The Texas Oil Heir Who Took On Math’s Impossible Dare

William Broad:

Fermat’s last theorem, a riddle put forward by one of history’s great mathematicians, had baffled experts for more than 300 years. Then a genius toiled in secret for seven years to solve it, according to the usual narrative. That shy Englishman, Andrew Wiles, made his feat public in the early 1990s and amassed a glittering array of tributes. In 2016, he won the Abel Prize, math’s top award. It came with a $700,000 purse.

Now, a wealthy Texas philanthropist is recounting how his financial support created a community of Fermat innovators that, over decades, lent moral and mathematical support to Dr. Wiles. That patronage drew top mathematicians to the puzzle after great minds had given up, succeeded in bringing the moribund field back to life, and may have helped make Dr. Wiles’s breakthrough possible.

“We solved the problem,” the philanthropist, James M. Vaughn Jr., 82, president of the Vaughn Foundation Fund, said in an interview. “If we hadn’t put the program together as we did, it would still be unsolved.”

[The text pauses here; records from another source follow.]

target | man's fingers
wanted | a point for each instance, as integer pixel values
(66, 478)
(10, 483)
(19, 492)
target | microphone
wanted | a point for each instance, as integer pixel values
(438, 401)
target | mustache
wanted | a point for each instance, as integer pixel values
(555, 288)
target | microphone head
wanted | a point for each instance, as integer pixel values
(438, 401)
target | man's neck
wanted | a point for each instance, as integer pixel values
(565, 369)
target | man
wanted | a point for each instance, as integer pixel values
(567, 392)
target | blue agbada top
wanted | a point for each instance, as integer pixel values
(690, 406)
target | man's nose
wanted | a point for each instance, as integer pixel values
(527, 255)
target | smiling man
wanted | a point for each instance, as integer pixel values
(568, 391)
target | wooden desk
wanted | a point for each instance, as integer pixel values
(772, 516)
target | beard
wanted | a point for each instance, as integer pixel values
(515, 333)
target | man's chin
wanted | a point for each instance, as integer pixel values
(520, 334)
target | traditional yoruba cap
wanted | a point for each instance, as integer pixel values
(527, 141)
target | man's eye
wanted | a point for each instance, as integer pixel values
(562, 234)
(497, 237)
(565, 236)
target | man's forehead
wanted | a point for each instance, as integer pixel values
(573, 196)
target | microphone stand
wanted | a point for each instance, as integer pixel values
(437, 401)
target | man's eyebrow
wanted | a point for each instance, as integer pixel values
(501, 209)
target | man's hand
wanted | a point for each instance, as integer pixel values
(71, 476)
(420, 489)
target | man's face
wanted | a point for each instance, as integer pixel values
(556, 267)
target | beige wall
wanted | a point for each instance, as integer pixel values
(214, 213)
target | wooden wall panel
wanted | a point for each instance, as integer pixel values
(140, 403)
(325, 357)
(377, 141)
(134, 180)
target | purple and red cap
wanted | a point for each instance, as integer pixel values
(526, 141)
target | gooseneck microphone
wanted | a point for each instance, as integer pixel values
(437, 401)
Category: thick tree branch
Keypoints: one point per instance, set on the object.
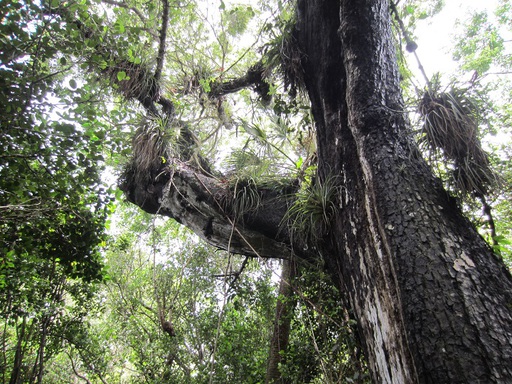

In interviews, top experts described Mr. Vaughn’s foundation and its early financial support as sparks that had lit an intellectual fire, although they stopped short of saying that his backing had been responsible for Dr. Wiles’s Fermat breakthrough. Dr. Wiles did not respond to inquiries.

Recently, Mr. Vaughn gave the University of Texas a collection of 125 rare and foundational books in the history of mathematics, and the gift has prompted him to speak publicly of other foundation projects that have gone largely unheralded.

While gregarious, Mr. Vaughn, heir to a Texas oil fortune, is an extremely private man who has never before claimed publicly that his philanthropy begot the mathematical feat. Even so, he takes immense pride in what he characterizes as his legacy. Mr. Vaughn said that he and his wife had no children and that the Fermat triumph was how he hoped he would be remembered.